HTMLFile:0:a:c:\users\avggeek\appdata\local\temp\calibre_0.8.5_tmp_zyu6tp\calibre_0.8.5_knfnqa_chm2oeb\001.html
Normalizing filename cases
Rewriting HTML links
Parsing 001.html ...
Initial parse failed:
Traceback (most recent call last):
File "site-packages\calibre\ebooks\oeb\base.py", line 886, in first_pass
File "lxml.etree.pyx", line 2743, in lxml.etree.fromstring (src/lxml/lxml.etree.c:52665)
File "parser.pxi", line 1573, in lxml.etree._parseMemoryDocument (src/lxml/lxml.etree.c:79932)
File "parser.pxi", line 1445, in lxml.etree._parseDoc (src/lxml/lxml.etree.c:78709)
File "parser.pxi", line 920, in lxml.etree._BaseParser._parseUnicodeDoc (src/lxml/lxml.etree.c:75083)
File "parser.pxi", line 564, in lxml.etree._ParserContext._handleParseResultDoc (src/lxml/lxml.etree.c:71739)
File "parser.pxi", line 645, in lxml.etree._handleParseResult (src/lxml/lxml.etree.c:72614)
File "parser.pxi", line 585, in lxml.etree._raiseParseError (src/lxml/lxml.etree.c:71955)
XMLSyntaxError: input conversion failed due to input error, bytes 0xBB 0xDB 0x0E 0x00

Parsing file '001.html' as HTML
File '001.html' does not appear to be (X)HTML
File '001.html' appears to be a HTML fragment
Forcing 001.html into XHTML namespace
File '001.html' missing <head/> element
Merging user specified metadata...
Detecting structure...
Auto generated TOC with 0 entries.
Flattening CSS and remapping font sizes...

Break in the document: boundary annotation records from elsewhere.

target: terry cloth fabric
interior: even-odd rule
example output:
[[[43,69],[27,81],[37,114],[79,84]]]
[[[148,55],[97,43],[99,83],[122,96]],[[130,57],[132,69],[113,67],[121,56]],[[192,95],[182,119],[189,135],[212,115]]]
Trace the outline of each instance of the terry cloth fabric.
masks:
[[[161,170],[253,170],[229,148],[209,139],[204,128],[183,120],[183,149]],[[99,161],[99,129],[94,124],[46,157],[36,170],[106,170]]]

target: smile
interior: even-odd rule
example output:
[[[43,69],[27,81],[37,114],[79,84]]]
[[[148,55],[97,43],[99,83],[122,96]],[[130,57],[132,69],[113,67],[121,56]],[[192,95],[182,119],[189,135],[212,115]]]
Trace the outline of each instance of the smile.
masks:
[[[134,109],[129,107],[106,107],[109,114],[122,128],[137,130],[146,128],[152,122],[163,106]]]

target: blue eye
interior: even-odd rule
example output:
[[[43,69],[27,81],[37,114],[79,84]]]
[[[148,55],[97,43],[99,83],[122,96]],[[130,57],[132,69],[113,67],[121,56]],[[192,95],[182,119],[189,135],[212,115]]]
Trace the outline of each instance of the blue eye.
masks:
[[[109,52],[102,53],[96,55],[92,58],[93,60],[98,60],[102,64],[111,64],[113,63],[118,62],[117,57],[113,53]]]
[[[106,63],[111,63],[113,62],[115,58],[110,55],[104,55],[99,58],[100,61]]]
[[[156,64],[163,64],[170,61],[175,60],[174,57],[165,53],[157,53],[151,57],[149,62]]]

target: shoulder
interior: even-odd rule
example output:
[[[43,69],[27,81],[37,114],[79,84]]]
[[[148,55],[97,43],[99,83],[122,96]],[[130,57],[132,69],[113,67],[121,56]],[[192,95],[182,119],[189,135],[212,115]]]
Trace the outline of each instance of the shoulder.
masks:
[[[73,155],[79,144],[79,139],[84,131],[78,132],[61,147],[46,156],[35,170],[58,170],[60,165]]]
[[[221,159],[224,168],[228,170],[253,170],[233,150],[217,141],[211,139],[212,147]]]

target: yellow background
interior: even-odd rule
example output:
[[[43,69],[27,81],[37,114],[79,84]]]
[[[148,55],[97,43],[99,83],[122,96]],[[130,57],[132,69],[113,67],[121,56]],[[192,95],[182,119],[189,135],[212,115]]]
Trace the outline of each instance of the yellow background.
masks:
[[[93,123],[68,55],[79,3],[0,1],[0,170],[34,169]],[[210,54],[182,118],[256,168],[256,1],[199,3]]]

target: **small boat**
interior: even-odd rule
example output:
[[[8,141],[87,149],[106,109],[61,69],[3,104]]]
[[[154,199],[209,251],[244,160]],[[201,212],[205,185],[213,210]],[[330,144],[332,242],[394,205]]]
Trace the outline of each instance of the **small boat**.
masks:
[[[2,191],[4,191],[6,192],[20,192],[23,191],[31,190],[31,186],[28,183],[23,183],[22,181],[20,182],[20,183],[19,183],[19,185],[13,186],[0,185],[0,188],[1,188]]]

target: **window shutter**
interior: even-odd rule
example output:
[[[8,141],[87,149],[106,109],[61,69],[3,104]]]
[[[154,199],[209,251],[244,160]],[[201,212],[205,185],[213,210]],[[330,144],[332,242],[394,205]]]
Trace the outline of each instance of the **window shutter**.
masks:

Source base font size is 12.00000pt
Removing fake margins...
Parsing stylesheet.css ...
Found 1 items of level: p_1
Ignoring level p_1
Cleaning up manifest...
Trimming unused files from manifest...
Creating EPUB Output...
Looking for large trees in 001.html...
No large trees found
This EPUB file has no Table of Contents. Creating a default TOC
EPUB output written to c:\users\avggeek\appdata\local\temp\calibre_0.8.5_tmp_zyu6tp\calibre_0.8.5_xvuuek.epub

This is on calibre 0.8.5, running under Windows 7 64-bit.